Another good thing about the Banister scheme is that it allows you to attach a specific number to each workout and to a weekly training load (or some other training cycle if you do not like to use weeks) - a number which takes into account both the intensity and length of your training sessions. That adds a bit of precision to your training, allows you to determine how much your training is really increasing (or decreasing) when you make changes, and also enables you to compare various parts of your training history: for example, you might want to take a close look at your weekly TRIMP values for a significant personal best.
Unfortunately, though, there are several key problems with the Banister scheme: for one thing, it revolves around heart rate, which is sensitive to a multitude of factors and may not accurately reflect intensity on a particular day; for example, heart rate might be high on a hot, humid day, even though running or cycling speed is rather low. The Banister plan also fails to take into account the specificity of training needed for a particular event. For example, someone training 600 minutes per week at an average heart rate of 140 beats per minute would tend to end up with dramatically bigger TRIMP values than someone else working out for 240 minutes at 170 beats per minute. If both individuals were training for a 5k, however, and 25% of the latter runner's training was at 5k speed while only 5% of the former runner's workouts fell into this category, the runner with the lower TRIMP would actually be better prepared for the race.

When four tapering strategies were compared, here's what they found
We thank Banister for his efforts, though, and especially appreciate his new research on tapering(9), in which he attempts to predict the extent to which performance will be improved following different kinds of tapering periods.

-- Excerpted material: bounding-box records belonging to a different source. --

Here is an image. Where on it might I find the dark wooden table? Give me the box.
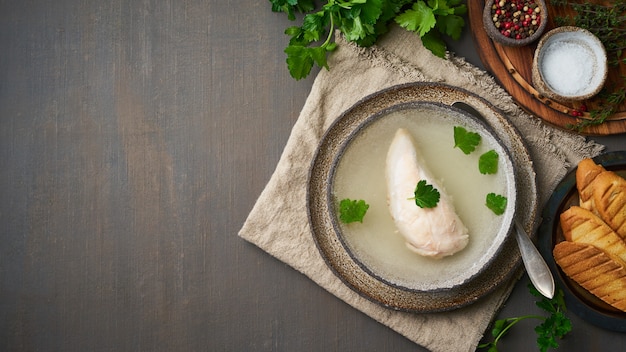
[0,0,626,351]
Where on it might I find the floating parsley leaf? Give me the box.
[409,180,440,208]
[454,126,480,154]
[478,149,498,175]
[486,193,507,215]
[339,198,370,224]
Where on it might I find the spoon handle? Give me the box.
[515,220,554,298]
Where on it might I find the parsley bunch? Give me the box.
[478,284,572,352]
[269,0,467,80]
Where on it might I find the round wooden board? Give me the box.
[467,0,626,135]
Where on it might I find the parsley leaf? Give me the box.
[478,149,498,175]
[478,284,572,352]
[485,193,507,215]
[396,1,437,37]
[269,0,467,80]
[395,0,467,58]
[454,126,481,154]
[409,180,441,208]
[339,198,370,224]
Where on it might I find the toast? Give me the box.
[553,241,626,312]
[560,206,626,262]
[576,158,606,211]
[576,159,626,240]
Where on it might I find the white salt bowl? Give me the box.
[532,26,608,102]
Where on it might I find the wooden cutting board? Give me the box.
[467,0,626,135]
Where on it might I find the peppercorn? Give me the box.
[491,0,541,39]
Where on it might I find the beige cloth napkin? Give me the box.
[239,27,603,352]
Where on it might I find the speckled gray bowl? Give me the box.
[307,83,537,312]
[532,26,608,102]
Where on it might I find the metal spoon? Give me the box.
[452,101,554,298]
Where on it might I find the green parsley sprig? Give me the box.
[339,198,370,224]
[454,126,481,154]
[478,284,572,352]
[269,0,467,80]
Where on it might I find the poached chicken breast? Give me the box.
[385,128,469,259]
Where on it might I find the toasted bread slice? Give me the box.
[592,171,626,239]
[576,158,606,210]
[576,159,626,241]
[561,206,626,262]
[553,241,626,312]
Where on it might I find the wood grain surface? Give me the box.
[468,0,626,135]
[0,0,626,351]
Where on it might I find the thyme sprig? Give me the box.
[550,0,626,65]
[566,76,626,132]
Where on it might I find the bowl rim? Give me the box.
[532,26,609,102]
[305,82,538,313]
[326,101,518,292]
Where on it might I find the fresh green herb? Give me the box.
[454,126,480,154]
[269,0,467,80]
[567,81,626,132]
[550,0,626,132]
[339,198,370,224]
[395,0,467,57]
[478,149,498,175]
[409,180,441,208]
[478,284,572,352]
[485,193,507,215]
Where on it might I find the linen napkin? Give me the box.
[239,26,603,352]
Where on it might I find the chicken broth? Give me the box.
[333,107,514,289]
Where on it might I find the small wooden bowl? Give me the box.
[483,0,548,46]
[532,26,608,103]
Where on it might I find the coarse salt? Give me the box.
[540,41,597,96]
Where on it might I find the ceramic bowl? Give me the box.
[532,26,608,102]
[483,0,548,46]
[307,83,536,312]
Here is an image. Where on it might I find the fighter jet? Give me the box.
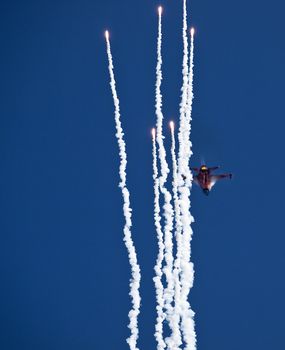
[190,165,232,196]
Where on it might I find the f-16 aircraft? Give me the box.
[190,165,233,196]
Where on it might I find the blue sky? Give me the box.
[0,0,285,350]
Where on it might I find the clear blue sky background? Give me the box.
[0,0,285,350]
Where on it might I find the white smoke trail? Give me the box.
[155,7,175,349]
[169,121,182,349]
[105,31,141,350]
[175,0,196,350]
[152,129,165,350]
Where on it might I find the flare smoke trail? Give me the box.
[155,7,175,347]
[152,129,165,350]
[105,31,141,350]
[169,121,182,349]
[175,0,196,350]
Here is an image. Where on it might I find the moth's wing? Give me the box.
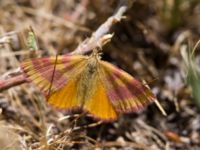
[48,75,81,110]
[83,74,118,121]
[100,61,155,112]
[21,55,87,95]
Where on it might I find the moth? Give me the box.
[21,51,155,121]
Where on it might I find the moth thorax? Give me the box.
[78,61,98,106]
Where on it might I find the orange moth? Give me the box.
[21,51,155,121]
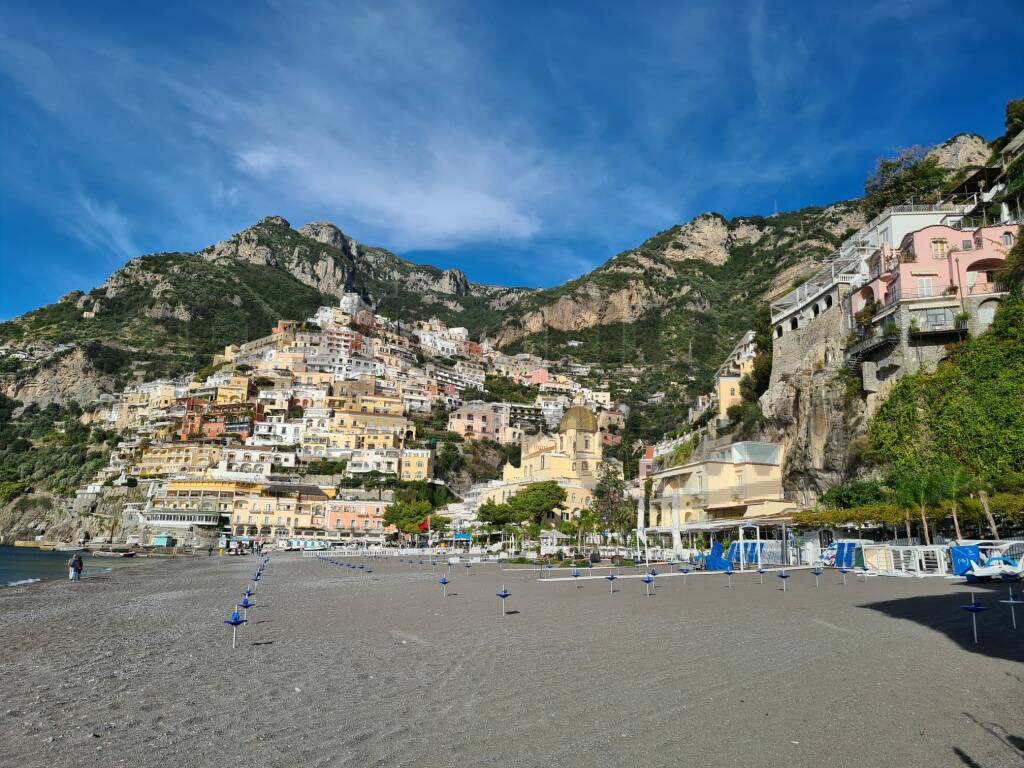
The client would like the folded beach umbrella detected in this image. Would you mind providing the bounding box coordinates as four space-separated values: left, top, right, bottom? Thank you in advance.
641 573 654 597
497 584 512 615
224 610 246 648
961 592 988 645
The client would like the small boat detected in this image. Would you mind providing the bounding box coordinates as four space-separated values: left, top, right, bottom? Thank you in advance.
967 556 1024 582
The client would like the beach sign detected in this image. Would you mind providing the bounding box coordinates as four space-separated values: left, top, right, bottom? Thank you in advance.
811 567 821 589
239 590 256 621
961 592 987 645
605 573 618 595
999 587 1024 630
641 573 654 597
497 584 512 615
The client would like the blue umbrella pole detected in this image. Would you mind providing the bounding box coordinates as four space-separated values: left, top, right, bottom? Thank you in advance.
999 587 1024 631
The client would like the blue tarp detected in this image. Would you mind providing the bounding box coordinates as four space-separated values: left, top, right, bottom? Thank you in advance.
726 542 765 565
949 544 981 575
705 542 730 570
836 542 857 568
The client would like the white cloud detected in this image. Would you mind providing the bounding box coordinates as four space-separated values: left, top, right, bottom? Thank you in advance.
68 193 138 259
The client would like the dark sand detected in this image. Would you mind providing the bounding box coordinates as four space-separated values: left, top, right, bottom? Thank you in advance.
0 555 1024 768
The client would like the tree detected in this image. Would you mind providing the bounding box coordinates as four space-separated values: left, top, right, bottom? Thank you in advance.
384 499 433 534
476 500 522 526
820 480 889 509
594 462 633 531
889 462 946 546
863 146 946 219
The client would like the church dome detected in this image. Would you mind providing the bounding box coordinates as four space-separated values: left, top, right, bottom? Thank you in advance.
558 406 597 432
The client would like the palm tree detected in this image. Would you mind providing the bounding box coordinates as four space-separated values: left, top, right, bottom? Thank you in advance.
890 465 944 546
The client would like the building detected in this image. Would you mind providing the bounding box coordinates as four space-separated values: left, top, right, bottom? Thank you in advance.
846 225 1018 392
447 400 509 440
638 441 797 553
398 449 434 481
478 406 621 526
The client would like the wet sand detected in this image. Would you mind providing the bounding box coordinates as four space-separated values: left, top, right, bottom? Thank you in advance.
0 555 1024 768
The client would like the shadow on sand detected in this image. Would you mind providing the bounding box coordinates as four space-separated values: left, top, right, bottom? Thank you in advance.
953 712 1024 768
862 582 1024 662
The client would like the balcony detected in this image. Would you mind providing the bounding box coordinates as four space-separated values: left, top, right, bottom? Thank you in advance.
907 319 967 338
968 283 1007 296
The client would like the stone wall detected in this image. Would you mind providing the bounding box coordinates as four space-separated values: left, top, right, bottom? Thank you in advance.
771 285 850 386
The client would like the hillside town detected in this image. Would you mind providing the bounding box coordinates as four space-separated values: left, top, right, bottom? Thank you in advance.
61 293 624 550
18 124 1022 555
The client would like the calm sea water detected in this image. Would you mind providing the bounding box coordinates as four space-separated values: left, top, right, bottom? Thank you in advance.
0 547 144 588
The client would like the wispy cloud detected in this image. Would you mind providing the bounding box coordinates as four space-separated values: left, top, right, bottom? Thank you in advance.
0 0 1024 319
68 193 138 259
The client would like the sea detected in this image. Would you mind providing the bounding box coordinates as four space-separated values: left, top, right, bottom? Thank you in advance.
0 547 144 589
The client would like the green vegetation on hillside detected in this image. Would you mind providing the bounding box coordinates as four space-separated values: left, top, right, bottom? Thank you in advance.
0 394 116 504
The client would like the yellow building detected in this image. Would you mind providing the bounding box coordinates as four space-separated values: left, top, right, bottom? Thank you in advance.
138 442 221 477
480 406 603 524
647 441 795 532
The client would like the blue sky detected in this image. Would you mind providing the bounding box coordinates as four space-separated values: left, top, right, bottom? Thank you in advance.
0 0 1024 317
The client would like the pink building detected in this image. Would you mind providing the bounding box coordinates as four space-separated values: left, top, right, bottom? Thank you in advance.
846 224 1020 392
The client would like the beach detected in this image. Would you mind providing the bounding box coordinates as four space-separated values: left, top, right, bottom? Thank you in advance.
0 554 1024 768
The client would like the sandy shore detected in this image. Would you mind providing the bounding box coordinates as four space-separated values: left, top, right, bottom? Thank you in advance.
0 555 1024 768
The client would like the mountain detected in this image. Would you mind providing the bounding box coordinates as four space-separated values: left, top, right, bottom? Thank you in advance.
0 216 527 403
0 134 989 421
493 202 863 385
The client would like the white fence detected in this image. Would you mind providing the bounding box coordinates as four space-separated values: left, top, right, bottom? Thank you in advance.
864 544 952 577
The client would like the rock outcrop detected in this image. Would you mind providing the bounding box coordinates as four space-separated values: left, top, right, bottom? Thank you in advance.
761 371 867 505
925 133 992 171
3 347 117 408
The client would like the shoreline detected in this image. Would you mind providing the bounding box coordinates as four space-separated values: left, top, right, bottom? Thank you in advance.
0 553 1024 768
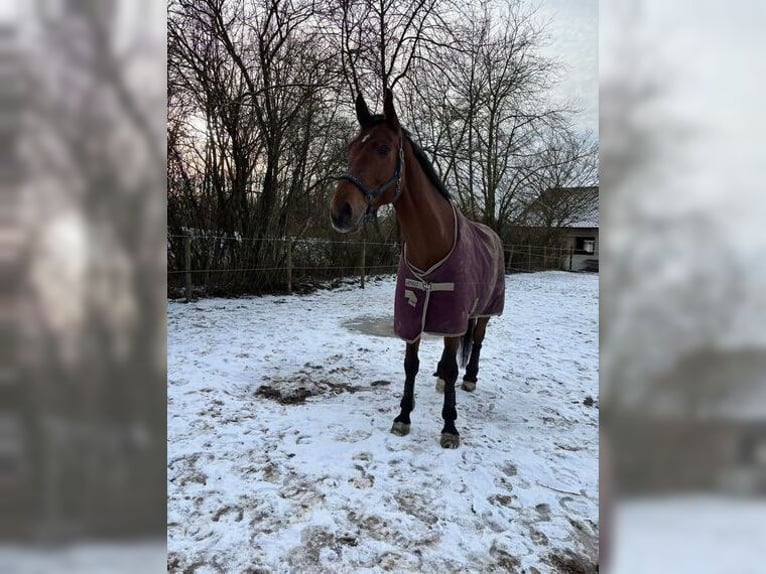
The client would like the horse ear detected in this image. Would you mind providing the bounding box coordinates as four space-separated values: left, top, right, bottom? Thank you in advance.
356 92 372 127
383 88 399 128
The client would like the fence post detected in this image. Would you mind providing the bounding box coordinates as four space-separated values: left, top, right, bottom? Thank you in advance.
184 235 192 303
359 238 367 289
287 237 294 295
527 243 532 271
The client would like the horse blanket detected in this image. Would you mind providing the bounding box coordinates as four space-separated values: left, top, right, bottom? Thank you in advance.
394 205 505 343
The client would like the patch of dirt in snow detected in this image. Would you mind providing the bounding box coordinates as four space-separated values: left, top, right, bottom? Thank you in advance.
168 273 598 574
255 363 368 405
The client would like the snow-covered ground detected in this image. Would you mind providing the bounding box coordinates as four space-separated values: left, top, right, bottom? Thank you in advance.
0 539 166 574
606 494 766 574
168 272 599 574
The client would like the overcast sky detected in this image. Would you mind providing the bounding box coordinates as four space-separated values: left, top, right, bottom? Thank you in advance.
527 0 598 136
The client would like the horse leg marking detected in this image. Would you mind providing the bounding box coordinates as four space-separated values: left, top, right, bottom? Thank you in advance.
391 340 420 436
439 337 460 448
461 317 489 393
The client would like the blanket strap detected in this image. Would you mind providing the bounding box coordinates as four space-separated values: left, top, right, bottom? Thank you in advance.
404 278 455 333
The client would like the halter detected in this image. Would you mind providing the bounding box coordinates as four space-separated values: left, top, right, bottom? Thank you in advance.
337 131 404 221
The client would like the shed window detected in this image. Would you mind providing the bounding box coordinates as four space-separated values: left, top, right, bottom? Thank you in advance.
575 237 596 255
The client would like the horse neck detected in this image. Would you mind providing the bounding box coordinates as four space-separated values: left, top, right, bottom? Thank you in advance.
394 143 455 269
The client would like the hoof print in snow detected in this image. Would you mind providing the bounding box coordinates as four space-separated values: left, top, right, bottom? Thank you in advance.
546 550 598 574
439 432 460 448
391 421 410 436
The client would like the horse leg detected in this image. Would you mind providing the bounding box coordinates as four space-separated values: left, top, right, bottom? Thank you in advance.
391 339 420 436
439 337 460 448
462 317 489 392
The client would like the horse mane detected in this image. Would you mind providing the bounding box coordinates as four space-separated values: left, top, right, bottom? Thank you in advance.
371 114 452 201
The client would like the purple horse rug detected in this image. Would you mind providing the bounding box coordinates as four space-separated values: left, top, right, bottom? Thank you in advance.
394 205 505 343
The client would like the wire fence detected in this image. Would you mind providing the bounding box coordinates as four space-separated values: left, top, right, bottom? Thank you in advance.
168 233 598 300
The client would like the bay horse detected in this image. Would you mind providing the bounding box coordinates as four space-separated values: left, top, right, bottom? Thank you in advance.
330 89 505 448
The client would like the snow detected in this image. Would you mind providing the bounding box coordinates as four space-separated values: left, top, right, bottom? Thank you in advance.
0 540 166 574
609 494 766 574
168 272 599 574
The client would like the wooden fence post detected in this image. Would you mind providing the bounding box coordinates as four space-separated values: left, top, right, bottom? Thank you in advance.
184 235 192 303
287 237 293 295
359 238 367 289
527 243 532 271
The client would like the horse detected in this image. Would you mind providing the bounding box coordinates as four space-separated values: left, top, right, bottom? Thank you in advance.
330 88 505 448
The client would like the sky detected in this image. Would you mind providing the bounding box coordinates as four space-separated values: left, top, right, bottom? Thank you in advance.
527 0 598 136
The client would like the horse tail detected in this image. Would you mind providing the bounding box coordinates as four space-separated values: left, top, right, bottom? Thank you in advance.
460 319 476 368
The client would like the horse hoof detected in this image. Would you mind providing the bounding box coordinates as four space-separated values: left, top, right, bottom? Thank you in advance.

He uses a systems model of training(10) to predict performance by transforming daily TRIMP scores into separate daily tallies of fitness and fatigue, during both regular training periods and subsequent tapers. He then examines the reliability of these predictions in a real-life field trial with 11 triathletes, who train for 94 days, with an additional tapering period, in an effort to optimise performance. In this new work, Banister employs an 'intensity factor' called Y, which is based upon the rise in blood lactate levels during a particular workout, to give even more credit to intense training. In effect, he calculates TRIMP with the equation TRIMP = D (duration of workout in minutes) multiplied by A/B multiplied by Y. In this equation, D is the training volume component and (A/B) x Y is the intensity component.
The triathletes, all male, had an average age of 26 and mean body fat levels of 8.7%. During the study, the athletes employed a total of four different tapering programmes, with one group of five using two strategies and the other group of six trying another two, as follows:

a single-step reduction plan, maintaining 22% of regular training volume over a two-week period
a 'medium' exponential decay taper, cutting training volume to a modest extent each day over a two-week period, with total tapered training averaging about 30% of normal
a 'slow' exponential decay taper, trimming training volume by a very small amount per day over a two-week period, so that total tapered training volume was about 50% of normal
a 'fast' exponential decay tapering plan, slashing training volume more aggressively each day.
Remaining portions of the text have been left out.